PC games have become a bifurcated world of complex, difficult-to-learn gamer games, and “dad games” like golf and solitaire. In a way, PC games are a microcosm of the idea of the gamer versus non-gamer, since the division is so clear.

But is the kid who only plays GTA after school – and loves it – any less of a gamer? What about if he has the full lineup of all the major consoles? What about if he can only afford the games in the $20 bin, but he plays each all the way through? Does the amount of money you spend make you a gamer, and the lack of it, disqualify you? What about the girl – and yes, it’s often a girl – who has devoted 150 hours to cultivating her crops and neighbors in Animal Crossing?

According to the conventional wisdom, the answer is no, none of these people are gamers.

It’s time to come up with a new label, or recognize that the old one must expand its domain, as gaming has expanded its own. It shouldn’t expand to the point of becoming meaningless, but it would be good to encompass all of us who enjoy the challenge of games, and spend our time and our energy on playing and thinking about games. I’m not talking about the person who picks up a PS2 to get some aerobic exercise with Dance Dance Revolution, and then tries another game here or there. I’m describing the kinds of enthusiasts who can talk about Beyond Good and Evil with as much passion as a film-school grad discussing Truffaut.

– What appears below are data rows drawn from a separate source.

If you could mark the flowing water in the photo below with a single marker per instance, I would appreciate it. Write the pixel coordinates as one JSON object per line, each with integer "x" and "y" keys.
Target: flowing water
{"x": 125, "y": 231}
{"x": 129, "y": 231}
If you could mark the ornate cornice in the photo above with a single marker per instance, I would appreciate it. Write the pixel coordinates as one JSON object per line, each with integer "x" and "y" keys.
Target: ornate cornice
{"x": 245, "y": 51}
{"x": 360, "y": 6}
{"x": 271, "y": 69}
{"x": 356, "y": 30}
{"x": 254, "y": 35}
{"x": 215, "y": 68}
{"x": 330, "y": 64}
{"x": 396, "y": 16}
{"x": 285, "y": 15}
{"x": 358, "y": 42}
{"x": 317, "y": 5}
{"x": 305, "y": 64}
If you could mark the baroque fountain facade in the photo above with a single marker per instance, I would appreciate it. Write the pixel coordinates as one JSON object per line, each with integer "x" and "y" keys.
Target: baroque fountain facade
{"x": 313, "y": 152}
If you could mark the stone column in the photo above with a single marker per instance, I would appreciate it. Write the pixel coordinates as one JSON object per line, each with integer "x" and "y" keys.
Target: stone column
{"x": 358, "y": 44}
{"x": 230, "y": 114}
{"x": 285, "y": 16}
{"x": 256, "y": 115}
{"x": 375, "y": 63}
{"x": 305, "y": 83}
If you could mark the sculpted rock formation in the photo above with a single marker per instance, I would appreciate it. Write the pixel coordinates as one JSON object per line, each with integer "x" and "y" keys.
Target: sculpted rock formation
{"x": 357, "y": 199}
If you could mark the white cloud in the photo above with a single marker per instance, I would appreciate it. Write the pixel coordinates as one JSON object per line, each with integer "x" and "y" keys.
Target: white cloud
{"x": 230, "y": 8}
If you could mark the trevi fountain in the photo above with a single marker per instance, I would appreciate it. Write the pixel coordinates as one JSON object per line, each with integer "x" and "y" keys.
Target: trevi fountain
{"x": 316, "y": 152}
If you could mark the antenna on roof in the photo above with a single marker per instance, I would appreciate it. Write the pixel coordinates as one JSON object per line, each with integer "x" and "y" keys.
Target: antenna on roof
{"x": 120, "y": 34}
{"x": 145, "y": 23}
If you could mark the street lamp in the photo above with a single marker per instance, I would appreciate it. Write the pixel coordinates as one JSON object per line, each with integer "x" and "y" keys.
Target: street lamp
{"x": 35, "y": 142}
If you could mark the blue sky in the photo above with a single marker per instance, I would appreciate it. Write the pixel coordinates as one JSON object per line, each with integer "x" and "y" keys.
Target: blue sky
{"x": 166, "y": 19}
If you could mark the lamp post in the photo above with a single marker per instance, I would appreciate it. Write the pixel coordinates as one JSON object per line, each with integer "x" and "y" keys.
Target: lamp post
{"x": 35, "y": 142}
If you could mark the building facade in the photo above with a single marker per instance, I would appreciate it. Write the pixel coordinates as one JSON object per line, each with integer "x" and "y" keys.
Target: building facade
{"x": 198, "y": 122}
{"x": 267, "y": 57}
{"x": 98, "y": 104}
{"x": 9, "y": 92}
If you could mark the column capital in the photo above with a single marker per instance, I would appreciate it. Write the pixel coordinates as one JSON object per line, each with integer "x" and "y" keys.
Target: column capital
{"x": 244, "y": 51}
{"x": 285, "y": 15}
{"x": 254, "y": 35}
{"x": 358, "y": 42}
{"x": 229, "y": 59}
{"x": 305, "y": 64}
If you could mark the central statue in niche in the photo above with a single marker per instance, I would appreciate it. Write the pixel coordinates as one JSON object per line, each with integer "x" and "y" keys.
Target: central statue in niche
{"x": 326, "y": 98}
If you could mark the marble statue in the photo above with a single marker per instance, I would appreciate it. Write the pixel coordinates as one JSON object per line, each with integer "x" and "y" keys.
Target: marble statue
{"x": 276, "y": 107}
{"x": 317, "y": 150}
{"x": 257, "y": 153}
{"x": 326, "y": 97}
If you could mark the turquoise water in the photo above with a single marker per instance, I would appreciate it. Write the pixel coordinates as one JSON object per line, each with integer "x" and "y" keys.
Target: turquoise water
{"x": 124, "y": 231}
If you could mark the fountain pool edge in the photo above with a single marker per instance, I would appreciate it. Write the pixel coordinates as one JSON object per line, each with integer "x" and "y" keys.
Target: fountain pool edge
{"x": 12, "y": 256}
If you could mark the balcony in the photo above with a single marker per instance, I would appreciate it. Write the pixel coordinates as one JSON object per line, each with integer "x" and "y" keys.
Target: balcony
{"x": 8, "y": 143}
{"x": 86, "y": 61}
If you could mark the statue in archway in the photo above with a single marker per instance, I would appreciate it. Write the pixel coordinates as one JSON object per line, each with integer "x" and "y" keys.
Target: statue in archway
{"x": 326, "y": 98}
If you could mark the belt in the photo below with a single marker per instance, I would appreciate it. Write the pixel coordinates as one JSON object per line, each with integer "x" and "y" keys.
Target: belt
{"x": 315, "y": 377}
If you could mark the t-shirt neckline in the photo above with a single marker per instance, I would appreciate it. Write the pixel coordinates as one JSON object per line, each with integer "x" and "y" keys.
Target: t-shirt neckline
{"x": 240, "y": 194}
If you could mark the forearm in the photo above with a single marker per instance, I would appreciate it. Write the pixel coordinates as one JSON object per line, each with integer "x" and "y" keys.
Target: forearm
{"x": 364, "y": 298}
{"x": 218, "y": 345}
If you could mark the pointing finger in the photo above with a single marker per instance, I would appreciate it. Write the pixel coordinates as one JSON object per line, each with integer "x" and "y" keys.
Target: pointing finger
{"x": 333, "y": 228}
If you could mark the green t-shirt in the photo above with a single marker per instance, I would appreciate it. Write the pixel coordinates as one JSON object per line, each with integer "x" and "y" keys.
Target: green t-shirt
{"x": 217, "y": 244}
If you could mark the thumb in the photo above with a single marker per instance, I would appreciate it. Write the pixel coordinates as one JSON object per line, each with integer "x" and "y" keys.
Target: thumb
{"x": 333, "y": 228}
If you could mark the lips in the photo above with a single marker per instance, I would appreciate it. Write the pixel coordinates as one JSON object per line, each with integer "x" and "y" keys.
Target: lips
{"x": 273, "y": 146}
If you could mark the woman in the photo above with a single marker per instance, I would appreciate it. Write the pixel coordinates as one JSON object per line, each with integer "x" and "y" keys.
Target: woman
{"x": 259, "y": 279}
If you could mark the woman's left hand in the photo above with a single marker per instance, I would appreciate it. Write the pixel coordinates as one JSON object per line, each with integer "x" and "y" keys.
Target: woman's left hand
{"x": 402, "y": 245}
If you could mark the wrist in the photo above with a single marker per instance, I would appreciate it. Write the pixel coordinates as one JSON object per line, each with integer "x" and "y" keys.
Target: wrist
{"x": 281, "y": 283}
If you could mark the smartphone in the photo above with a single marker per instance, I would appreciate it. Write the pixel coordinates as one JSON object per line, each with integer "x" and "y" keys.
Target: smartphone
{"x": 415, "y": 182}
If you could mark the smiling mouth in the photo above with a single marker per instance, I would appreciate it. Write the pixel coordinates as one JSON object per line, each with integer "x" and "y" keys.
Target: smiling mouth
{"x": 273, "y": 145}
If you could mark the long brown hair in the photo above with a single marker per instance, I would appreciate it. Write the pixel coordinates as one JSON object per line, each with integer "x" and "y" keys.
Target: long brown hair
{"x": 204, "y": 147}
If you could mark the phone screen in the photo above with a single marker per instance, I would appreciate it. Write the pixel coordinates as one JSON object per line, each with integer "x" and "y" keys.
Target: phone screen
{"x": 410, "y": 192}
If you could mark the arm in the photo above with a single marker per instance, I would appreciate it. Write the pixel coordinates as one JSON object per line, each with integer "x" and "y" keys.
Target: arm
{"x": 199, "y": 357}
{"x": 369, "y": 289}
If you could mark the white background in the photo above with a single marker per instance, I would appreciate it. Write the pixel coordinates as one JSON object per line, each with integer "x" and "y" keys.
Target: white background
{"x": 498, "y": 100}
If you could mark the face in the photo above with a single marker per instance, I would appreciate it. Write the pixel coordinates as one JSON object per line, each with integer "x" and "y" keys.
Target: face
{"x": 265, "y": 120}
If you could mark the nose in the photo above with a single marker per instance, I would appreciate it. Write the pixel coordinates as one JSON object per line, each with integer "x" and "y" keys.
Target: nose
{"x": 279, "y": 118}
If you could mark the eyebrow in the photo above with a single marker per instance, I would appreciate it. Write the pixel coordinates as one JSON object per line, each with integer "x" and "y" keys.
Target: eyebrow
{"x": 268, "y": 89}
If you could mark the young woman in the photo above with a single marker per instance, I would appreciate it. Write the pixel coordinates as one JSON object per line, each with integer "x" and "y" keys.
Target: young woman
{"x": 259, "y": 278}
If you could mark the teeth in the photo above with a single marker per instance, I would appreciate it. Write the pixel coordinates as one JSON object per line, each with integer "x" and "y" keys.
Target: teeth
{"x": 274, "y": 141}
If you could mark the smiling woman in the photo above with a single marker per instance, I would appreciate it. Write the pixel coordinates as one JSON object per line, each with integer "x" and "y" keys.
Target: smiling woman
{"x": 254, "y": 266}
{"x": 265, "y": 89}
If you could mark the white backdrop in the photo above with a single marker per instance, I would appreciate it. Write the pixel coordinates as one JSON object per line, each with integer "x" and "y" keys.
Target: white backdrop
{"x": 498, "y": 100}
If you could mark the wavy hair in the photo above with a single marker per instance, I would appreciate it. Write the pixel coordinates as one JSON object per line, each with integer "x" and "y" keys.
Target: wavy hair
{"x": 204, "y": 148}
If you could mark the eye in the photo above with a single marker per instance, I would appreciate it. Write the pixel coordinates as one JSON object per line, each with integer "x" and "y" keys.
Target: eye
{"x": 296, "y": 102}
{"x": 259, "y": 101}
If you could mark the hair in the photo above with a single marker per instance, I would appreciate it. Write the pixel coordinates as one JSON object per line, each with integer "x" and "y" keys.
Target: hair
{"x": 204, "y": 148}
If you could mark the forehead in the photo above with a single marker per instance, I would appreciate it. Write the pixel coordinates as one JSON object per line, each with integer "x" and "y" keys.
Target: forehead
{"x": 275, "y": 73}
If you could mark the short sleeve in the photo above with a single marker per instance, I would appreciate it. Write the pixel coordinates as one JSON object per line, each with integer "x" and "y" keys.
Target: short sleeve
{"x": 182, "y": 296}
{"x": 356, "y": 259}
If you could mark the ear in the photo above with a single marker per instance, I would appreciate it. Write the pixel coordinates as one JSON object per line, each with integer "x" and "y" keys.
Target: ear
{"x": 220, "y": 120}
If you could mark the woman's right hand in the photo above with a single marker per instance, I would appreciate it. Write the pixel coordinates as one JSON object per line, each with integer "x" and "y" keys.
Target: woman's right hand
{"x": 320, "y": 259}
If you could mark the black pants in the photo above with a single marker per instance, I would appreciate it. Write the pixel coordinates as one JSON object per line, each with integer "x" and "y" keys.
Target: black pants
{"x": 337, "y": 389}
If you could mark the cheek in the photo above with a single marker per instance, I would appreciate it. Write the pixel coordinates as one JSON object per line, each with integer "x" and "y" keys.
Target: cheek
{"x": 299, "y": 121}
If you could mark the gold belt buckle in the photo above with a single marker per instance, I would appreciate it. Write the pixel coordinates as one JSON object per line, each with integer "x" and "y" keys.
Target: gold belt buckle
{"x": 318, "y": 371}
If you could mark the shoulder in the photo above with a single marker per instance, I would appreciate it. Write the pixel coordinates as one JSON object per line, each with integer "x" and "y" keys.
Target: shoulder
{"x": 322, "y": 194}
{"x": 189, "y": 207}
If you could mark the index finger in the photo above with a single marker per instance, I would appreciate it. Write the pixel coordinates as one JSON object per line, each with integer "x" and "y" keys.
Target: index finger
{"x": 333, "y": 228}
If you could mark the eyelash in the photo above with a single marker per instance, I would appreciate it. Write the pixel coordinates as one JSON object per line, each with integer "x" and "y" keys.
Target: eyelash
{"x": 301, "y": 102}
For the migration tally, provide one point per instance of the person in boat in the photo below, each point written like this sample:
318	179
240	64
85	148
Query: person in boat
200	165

Plenty of people put in the hours and have the zeal, and I have no interest in taking the label of gamer away from them. We might just decide to agree to disagree, since as long as qualifying to be a gamer means I can’t pull out the DVDs for a weekend – leaving my games on the shelf – I’m fine to stay out of the club. But in a way, it’s too bad, because if I was a gamer, included in the group of worthy gamer companions, we might have a good time playing together.